For the sake of this guide, we're following the gcp guide to interact with bigquery.

info

In case you already have a testing dataset, you can skip this part

Reference: https://cloud.google.com/iam/docs/creating-managing-service-accounts

Hoop Setup

In your local machine, start hoop

hoop start

Interacting with Datasets

Create the bq query query Connection



info

Add the JSON service account into the KEY_FILE input

This will allow interacting with the bq command line

  1. Try to execute a query
hoop exec -v bqquery -i 'SELECT * FROM babynames.names_2014 LIMIT 1'

Interacting with Jobs

Create a bq head connection



  1. Try to fetch it with bq head -j <session-id>

The previous command was adding the session id as the job id of executed queries on bigquery, thus we could use the previous session id to fetch it.

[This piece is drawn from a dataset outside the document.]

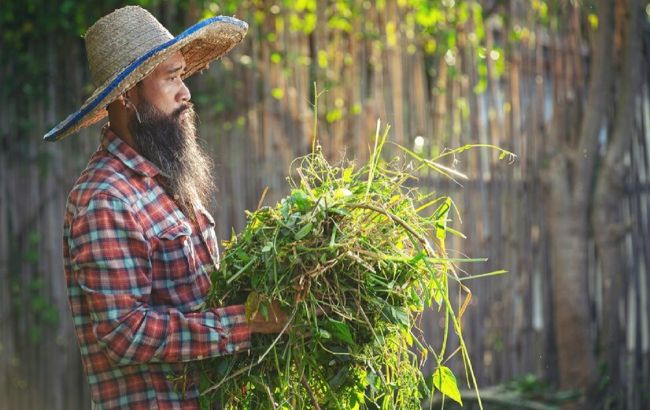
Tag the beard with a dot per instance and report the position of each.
(171, 144)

hoop exec bqhead -- -j <PREVIOUS_SESSION_ID>

More Patterns

The bq command line has other actions that could be used as patterns with Hoop.

Allow jobs to be async

$ bq query --use_legacy_sql=false --nosynchronous_mode

This allow the pattern of consulting the previous job with bq head --job_id .... It's useful for queries that take too long to execute.

Dry-run commands

Dry run allows showing how much of bytes will be consumed

$ bq query --use_legacy_sql=false 'SELECT * FROM babynames.names_2014 limit 5' --dry_run
Query successfully validated. Assuming (...), running this query will process 654791 bytes of data.

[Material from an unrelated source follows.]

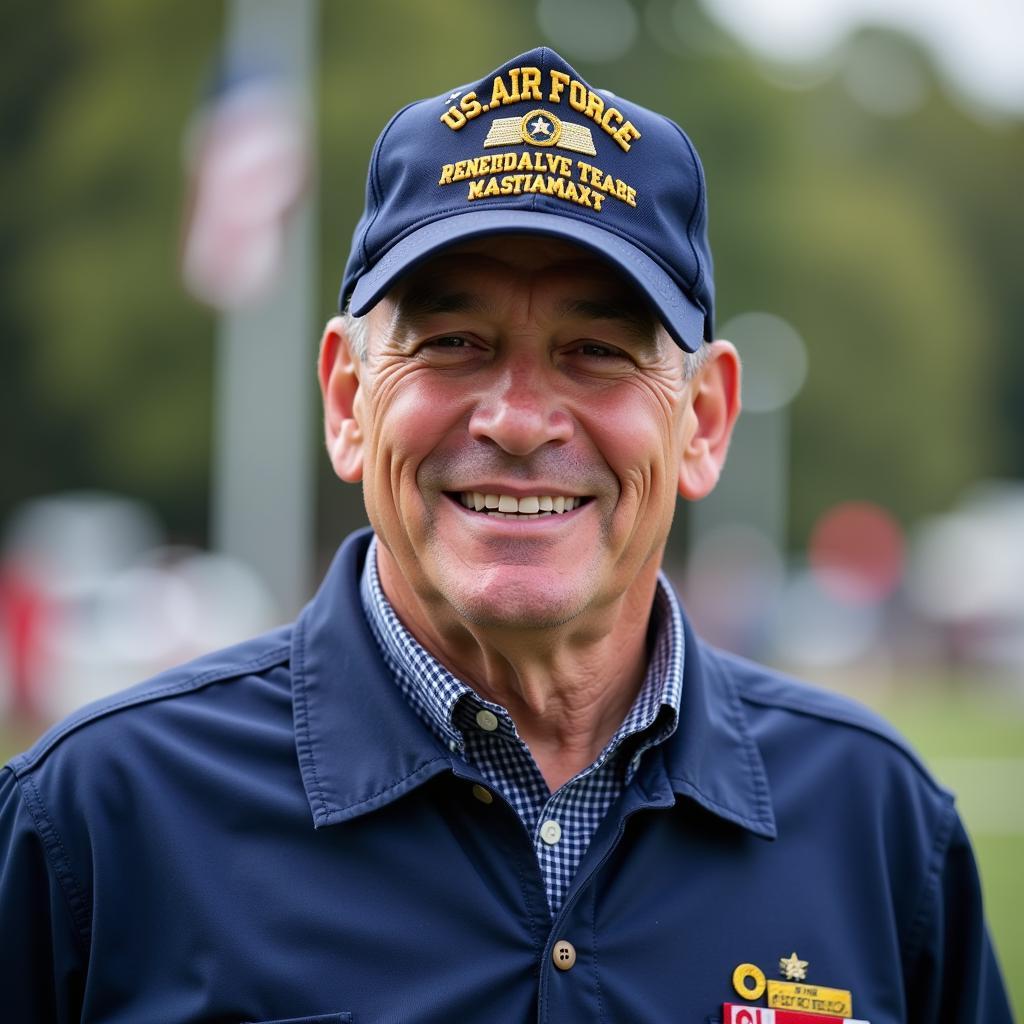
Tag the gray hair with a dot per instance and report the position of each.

A plugin could allow queries that has passed by the --dry-run mode.

Command Line Quota

bq allows specifying the maximum bytes billed, this option could be used as a retriction mechanism

$ bq query \
--use_legacy_sql=false \
--maximum_bytes_billed 1 \
'SELECT * FROM babynames.names_2014 limit 100;'

BigQuery error in query operation: Error processing job
'myproject:bqjob_r107f63c4f31d3d37_000001860d50d5f8_1': Query exceeded
limit for bytes billed: 1. 10485760 or higher required.